Korzyść nr 4: dużo wolnego czasu!

W końcu odpoczywam, regeneruję się! Mam czas dla siebie i dla swoich przyjemności. Nadrabiam kilkuletnie filmowe i książkowe zaległości. Nigdzie się nie spieszę, nic nie muszę, za niczym nie pędzę. To dobry czas. Zaczynam słyszeć siebie, dostrzegam moje potrzeby i uczę się, że jeżeli teraz czegoś nie zrobię, to i tak na mnie poczeka.


Korzyść nr 5: pobyty na oddziale.

Podczas nich poznaję nowych, wartościowych ludzi. Poszerzam grono znajomych i przekonuję się, że wcale nie mam tak źle. Za każdym razem słyszę różne, pesymistyczne historie, z których wyciągam optymistyczne wnioski. Z powodu tego, że lubię słuchać moja biblioteka anegdot oraz opowieści wzbogaca się o kolejne woluminy.


Korzyść nr 6:  pakiet badań. 

Z racji znajomości z rakiem należę do grona osób, które poza czasem, poza możliwościami finansowymi w końcu wykorzystały składki wpłacone do ZUS.


Korzyść nr 7: mniej złocistego napoju.

Z rubryki okazjonalnie spadłam do bardzo rzadko!

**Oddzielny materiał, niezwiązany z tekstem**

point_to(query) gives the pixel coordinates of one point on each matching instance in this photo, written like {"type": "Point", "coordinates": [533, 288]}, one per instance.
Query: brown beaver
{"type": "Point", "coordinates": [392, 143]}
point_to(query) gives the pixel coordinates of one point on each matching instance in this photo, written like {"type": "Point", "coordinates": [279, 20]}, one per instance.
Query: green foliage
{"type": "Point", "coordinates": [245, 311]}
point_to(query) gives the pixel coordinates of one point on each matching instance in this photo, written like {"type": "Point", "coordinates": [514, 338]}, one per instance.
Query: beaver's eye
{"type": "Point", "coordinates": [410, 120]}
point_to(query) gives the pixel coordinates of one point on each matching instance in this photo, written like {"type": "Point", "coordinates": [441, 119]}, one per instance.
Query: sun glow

Korzyść nr 8a: zawsze i wszędzie nienaganna fryzura!

Przy zakładaniu i ściąganiu ubrań moje uczesanie pozostaje perfekcyjne. Podczas wichury, pikniku na dachu wieżowca, wejściu na wieżę obserwacyjną oraz przebywaniu w okolicy helikoptera nie mam burzy włosów wpadających do oczu i buzi.

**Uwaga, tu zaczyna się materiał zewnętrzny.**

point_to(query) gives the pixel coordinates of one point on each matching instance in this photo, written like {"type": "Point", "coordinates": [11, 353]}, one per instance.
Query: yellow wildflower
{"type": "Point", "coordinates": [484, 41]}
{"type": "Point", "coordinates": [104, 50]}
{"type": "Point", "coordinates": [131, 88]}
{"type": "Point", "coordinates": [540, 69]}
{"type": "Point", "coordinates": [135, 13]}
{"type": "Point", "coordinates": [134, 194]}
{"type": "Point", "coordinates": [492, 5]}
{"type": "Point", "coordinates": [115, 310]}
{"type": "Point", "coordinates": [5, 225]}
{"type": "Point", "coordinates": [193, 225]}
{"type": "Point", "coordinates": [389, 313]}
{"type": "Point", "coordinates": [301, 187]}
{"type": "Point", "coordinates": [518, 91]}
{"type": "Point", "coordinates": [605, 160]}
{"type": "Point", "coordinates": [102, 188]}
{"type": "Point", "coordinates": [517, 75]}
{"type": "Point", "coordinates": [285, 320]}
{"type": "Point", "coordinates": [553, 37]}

Wychodząc spod prysznica, gramoląc się z niecki basenowej, wystawiając się na strugi deszczu na niezadaszonym przystanku autobusowym, biorąc udział w challenge "oblej się wiadrem wody" nie potrzebuję ręcznika do osuszenia kudłów tudzież ciepłego nawiewu suszarki do włosów.


Korzyść 8b:  oszczędności.

Nie kupuję żelu do włosów, wosku ani gumy. Nie inwestuję w grzebień, szczotkę oraz spinki. Odżywki i maski do włosów nie są uwzględniane w budżecie domowym. Wydatki na farby, ewentualnie szampony koloryzujące zostały przeniesione na chusty i turbany. Dzięki zerowemu zapotrzebowaniu na lokówkę/prostownicę TAURON ma nadwyżkę prądu. Fryzjerzy zyskali więcej wolnego czasu, a co za tym idzie Mennica Polska oszczędza na produkcji banknotów.

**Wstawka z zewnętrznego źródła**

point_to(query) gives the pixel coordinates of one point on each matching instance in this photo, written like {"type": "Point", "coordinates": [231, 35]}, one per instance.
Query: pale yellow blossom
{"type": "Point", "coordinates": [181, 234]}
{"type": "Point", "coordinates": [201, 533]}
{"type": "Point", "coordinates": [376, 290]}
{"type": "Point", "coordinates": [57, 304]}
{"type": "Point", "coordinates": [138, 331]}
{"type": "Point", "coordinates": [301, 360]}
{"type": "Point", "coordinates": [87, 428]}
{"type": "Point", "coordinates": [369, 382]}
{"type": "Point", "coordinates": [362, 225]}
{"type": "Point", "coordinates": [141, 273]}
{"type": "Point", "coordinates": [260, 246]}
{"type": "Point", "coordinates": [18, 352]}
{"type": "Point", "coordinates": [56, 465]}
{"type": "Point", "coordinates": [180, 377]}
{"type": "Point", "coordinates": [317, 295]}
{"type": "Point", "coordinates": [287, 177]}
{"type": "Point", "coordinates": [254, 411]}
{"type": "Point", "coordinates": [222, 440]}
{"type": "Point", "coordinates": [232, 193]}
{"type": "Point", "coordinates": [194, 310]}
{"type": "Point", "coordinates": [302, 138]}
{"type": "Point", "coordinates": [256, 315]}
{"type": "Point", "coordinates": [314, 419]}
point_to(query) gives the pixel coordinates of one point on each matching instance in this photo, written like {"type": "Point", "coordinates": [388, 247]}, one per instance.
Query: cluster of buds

Korzyść 8c: mogę być kim chcę (zwłaszcza znaną postacią ze świata kultury i rozrywki).

W ciągu kilku miesięcy zdążyłam być Patrykiem Vegą, Demi Moore, Sinead O'Connor, Stanisławem Tymem i Kojakiem, Marcinem Gortatem, Michałem Pazdanem oraz Cate Blanchet!

Skoro moja kariera nabrała takiego rozpędu, to strach pomyśleć kim jeszcze stanę się w przyszłości?!